Some Old Words While I Unpack My Bags: A Common Misconception Regarding Paradise

I’d like, if I could, to correct a common misconception regarding Paradise. The animal sanctuaries are actually, in fact, offshore, a couple islands just off the coast which have been set aside for cats, primates, and horses. As with humans, however, not all cats, primates, and horses are admitted to Paradise, although virtue is not the determining criteria for these animals. To enter Paradise –or rather, to be granted eternal refuge on these Paradisiacal adjuncts– a cat, horse, or monkey has to have had the sort of relationship with a human whereby it was perceived by its human companion to have been in possession of a soul. Such relationships constitute what is offically called “Empathic Baptism.”

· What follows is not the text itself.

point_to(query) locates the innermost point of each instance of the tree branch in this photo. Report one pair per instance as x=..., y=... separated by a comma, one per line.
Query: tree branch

This is admittedly a rule that doesn’t make a whole lot of sense, but it’s been in place since the last major ammendments and revisions to the admissions criteria were signed into the Book of Law at the end of the 19th century.

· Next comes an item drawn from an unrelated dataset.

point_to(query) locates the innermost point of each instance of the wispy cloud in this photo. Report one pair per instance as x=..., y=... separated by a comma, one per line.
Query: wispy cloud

Dogs are the only animals given a blanket pass to Paradise proper –good dogs, I should say, but there have been very few remembered examples of dogs having been denied admission. I have to admit that, being a dog person, I find this arrangement more than satisfactory. There are, though, plenty of people –equal rights animal rights activists, mainly– who carp about the issue all the time, but it’s the way things are in Paradise. This is essentially a very conservative place, where proposals for even minor changes are frowned upon and met with stiff resistance from the governing council. There are also, I should say, a lot of people here who have no apparent love for animals of any kind, and this is a constituency that is constantly complaining about the absence of meat from our diets. If we had a democratic system in place here and the matter of admitting animals was put to a vote I have no doubt that the animal lovers among us would be soundly defeated.

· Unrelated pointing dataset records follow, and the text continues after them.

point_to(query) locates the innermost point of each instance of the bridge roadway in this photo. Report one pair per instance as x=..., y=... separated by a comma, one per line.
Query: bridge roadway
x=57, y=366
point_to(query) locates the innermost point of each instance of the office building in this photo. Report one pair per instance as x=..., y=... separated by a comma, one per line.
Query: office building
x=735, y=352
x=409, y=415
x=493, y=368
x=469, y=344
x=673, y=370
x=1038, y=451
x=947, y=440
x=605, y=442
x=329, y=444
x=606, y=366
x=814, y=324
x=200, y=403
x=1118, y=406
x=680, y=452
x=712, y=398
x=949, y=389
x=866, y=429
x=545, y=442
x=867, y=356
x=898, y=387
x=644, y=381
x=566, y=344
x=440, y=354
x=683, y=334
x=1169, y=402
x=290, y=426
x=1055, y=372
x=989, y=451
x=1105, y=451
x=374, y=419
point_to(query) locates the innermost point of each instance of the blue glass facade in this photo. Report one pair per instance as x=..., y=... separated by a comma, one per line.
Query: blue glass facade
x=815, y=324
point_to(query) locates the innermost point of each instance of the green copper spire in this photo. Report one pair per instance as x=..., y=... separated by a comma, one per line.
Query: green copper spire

Certainly people recognize that if you open the gates to such animals as cattle and chickens and rats and the like you’re going to have a big problem on your hands in a hurry. The mortality rate and life expectancy of most animals makes any sort of concessions or compromises on this point problematic, to say the least. We’re already packed in so tight that social interaction is all but impossible. The streets are always so crowded that I virtually never leave my dormitory any more, and I’m forced to share my bed with the six dogs who spent most of their lives with me. It’s admittedly not the most comfortable of arrangements, but I guess that’s the price you pay for attaching yourself to other living creatures, and I wouldn’t think of making a fuss.

I had a neighbor for a time –a woman from Portland– who bitched so loudly and for so long over the refusal to grant an exception for her ferret that she was eventually shipped back to Purgatory until she learned to keep her yap shut. I can’t say I was sorry to see her go.